La séparation des prestations reste néanmoins complexe dans le cadre de l'A400M dans la mesure où les Nations n'ont pas conclu de contrat direct avec les motoristes pour le développement et qu'elles devront donc s'assurer que les dispositions existantes en termes de soutien du moteur dans le contrat de développement ne seront pas affaiblies par une séparation des contrats.
En outre, il est essentiel que les nations arrivent à cela de façon commune et non pas en ordre dispersé, ne tenant compte que de leurs seuls calendriers ou de leurs intérêts du moment. On ne peut se résoudre à accepter qu'aucun stock commun européen de pièces de rechanges ne soit en cours de constitution.
Les deux tiers des économies à attendre d'un programme européen de cette ampleur proviennent de la capacité des Etats à mettre en place un soutien commun et des stocks communs. Les nations clientes doivent donc faire de nouveaux efforts afin de remédier à cette situation dans les meilleurs délais. Cela passera nécessairement par une action diplomatique au plus haut niveau. Cela passera également par la mise en commun des centres d'excellence dont chacun dispose. De ce point de vue, la France, avec ses AIA (ateliers industriels de l'aéronautique) a des atouts à proposer. Que les autres nations fassent valoir les leurs.

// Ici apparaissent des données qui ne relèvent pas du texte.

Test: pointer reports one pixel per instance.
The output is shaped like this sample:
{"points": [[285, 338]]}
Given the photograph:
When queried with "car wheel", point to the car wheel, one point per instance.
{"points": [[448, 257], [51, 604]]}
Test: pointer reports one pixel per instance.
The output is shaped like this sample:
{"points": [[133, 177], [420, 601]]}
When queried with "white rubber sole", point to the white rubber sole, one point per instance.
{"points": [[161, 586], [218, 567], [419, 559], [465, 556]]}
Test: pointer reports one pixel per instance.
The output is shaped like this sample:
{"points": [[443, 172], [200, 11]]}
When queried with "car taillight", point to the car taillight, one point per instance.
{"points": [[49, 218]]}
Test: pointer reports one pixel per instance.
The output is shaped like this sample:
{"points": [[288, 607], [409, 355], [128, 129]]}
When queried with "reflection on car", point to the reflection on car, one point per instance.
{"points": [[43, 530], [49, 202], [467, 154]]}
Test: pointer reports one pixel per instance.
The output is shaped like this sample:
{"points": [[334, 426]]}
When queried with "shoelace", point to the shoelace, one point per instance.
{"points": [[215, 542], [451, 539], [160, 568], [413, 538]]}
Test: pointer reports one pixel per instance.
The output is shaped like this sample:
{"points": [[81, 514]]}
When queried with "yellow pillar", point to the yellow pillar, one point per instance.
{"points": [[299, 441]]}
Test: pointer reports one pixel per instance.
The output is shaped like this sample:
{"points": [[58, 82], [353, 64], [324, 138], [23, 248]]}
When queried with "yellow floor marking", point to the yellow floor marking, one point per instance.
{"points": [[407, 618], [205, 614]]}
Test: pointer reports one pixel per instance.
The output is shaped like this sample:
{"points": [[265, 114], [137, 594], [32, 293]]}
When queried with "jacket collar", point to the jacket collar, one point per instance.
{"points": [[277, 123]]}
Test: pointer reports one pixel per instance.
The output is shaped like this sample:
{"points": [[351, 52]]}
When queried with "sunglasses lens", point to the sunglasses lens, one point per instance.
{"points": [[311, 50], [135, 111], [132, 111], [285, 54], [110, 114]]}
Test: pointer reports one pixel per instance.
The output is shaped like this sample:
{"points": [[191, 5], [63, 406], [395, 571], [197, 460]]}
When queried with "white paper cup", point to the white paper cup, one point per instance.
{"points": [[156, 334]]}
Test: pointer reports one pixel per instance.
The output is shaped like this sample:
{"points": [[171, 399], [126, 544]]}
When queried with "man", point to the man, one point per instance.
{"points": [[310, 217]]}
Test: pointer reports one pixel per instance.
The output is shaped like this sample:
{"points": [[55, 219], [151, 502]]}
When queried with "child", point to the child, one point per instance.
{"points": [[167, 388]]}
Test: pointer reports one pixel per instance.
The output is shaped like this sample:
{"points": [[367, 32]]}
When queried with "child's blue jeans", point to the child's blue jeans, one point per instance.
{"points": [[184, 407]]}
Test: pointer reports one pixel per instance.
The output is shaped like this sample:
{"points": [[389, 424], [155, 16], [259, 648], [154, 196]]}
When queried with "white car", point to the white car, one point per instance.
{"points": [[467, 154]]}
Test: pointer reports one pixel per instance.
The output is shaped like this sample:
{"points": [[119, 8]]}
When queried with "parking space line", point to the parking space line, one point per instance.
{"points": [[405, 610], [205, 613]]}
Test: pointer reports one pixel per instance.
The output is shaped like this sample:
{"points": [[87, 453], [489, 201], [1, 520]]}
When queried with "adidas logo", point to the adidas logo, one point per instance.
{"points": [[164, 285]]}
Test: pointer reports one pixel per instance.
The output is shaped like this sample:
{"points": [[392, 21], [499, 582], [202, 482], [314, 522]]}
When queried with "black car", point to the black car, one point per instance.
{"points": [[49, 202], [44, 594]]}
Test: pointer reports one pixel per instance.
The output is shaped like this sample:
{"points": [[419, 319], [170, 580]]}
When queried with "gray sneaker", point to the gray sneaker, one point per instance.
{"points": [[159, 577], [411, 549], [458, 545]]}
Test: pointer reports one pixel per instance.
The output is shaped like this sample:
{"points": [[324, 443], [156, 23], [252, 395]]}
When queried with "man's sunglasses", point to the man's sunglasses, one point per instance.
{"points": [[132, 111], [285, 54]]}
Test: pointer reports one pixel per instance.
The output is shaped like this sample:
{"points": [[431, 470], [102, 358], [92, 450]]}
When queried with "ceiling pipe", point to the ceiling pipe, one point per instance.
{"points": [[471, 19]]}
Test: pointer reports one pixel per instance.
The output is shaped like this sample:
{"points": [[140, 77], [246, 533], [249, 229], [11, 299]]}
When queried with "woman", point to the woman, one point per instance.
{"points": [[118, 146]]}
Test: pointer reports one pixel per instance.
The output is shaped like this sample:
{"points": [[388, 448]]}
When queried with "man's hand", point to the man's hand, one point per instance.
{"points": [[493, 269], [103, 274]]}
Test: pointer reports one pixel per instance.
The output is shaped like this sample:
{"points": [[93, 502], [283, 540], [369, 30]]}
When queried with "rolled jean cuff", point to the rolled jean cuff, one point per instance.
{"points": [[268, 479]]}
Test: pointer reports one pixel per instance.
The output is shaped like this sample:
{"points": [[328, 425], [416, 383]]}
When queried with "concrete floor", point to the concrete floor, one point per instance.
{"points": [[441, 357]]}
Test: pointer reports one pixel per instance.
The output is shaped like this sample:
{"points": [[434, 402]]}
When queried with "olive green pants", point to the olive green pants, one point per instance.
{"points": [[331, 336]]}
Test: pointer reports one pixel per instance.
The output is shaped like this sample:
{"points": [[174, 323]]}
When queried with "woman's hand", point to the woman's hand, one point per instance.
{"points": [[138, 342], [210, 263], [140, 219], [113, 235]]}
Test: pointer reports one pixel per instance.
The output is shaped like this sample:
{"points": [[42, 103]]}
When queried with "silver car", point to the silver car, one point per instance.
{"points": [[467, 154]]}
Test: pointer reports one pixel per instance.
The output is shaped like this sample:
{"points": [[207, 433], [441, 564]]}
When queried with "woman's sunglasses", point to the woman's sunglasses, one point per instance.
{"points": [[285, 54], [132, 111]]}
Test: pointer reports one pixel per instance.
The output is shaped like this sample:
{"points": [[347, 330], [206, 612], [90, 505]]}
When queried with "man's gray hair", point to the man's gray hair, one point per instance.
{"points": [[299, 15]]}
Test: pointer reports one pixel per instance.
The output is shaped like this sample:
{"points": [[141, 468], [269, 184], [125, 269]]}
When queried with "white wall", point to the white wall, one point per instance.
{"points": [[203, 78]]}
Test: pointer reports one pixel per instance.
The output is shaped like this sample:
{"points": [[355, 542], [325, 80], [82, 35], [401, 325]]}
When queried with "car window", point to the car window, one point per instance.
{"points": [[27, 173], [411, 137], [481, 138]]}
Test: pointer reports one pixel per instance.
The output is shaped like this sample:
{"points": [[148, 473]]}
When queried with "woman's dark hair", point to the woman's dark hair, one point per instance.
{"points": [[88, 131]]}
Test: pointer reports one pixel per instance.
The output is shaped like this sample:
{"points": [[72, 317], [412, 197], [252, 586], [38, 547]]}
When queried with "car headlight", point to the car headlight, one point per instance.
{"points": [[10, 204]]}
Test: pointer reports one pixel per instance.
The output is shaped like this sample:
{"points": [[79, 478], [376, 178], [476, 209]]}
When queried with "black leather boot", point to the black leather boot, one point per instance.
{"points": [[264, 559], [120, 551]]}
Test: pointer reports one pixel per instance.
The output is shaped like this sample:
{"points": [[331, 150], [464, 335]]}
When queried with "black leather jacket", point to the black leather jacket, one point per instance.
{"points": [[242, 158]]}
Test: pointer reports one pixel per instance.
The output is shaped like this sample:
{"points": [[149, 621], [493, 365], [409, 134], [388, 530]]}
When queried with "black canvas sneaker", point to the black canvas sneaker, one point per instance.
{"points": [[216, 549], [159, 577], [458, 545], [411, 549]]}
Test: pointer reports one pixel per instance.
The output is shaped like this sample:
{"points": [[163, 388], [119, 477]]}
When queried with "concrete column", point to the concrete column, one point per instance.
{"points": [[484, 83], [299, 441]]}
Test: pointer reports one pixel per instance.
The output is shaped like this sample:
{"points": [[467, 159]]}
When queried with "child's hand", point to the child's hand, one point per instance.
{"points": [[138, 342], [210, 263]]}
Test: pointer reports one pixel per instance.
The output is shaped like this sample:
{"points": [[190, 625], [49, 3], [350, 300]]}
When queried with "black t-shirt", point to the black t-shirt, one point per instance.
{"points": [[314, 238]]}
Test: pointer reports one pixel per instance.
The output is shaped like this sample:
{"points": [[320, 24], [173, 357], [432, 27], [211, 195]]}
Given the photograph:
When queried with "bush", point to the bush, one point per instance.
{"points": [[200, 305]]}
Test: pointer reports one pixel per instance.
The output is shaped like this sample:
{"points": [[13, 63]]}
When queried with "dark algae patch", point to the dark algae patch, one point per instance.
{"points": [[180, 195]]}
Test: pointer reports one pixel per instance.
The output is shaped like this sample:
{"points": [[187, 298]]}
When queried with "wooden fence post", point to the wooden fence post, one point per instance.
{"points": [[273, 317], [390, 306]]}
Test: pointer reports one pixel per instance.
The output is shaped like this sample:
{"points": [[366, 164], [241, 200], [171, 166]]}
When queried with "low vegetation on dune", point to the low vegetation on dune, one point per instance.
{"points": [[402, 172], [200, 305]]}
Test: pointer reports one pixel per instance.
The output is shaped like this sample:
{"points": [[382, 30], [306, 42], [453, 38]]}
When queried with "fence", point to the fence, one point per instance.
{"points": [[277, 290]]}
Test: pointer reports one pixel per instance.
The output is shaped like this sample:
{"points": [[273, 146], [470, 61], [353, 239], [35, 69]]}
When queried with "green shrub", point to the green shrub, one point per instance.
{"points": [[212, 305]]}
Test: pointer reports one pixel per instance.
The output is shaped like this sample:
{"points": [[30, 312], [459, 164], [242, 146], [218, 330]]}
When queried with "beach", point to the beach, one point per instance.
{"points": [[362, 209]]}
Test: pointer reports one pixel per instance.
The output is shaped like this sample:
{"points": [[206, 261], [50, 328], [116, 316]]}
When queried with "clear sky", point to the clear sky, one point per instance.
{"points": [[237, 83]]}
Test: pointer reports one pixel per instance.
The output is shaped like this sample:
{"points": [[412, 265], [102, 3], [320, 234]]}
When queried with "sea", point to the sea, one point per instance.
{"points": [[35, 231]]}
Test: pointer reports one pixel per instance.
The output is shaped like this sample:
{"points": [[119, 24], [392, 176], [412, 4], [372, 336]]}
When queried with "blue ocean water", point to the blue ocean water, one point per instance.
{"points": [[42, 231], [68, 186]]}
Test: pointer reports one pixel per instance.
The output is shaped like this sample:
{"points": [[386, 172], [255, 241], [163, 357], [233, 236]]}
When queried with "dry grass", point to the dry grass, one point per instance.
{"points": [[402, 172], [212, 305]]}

Cette action concertée est d'autant plus nécessaire que la mise en place de l'EATC a changé la donne et pousse en faveur d'une harmonisation des règles d'emploi.
L'Europe « à la carte » est peut être utile pour progresser face aux blocages. Mais on en trouve vite les limites. Est-il rationnel de mettre le soutien en commun avec le Royaume-Uni qui ne fait pas partie de l'EATC et le contrôle opérationnel avec les pays fondateurs de l'EATC ? La raison commande aux Européens de terminer ce programme comme ils l'ont commencé : ensemble.
Enfin, le moment semble venu de donner un nouvel élan à l'harmonisation des règles de sécurité aérienne européenne militaire, à l'instar de ce qui a été fait dans le domaine civil et de considérer sérieusement les voies et moyens de la mise en place d'une autorité européenne, susceptible de faire gagner à tous les Etats du temps et de l'argent. Ces règles constitueront une référence internationale et un atout exceptionnel pour l'Europe.
Telles sont les conclusions de vos rapporteurs.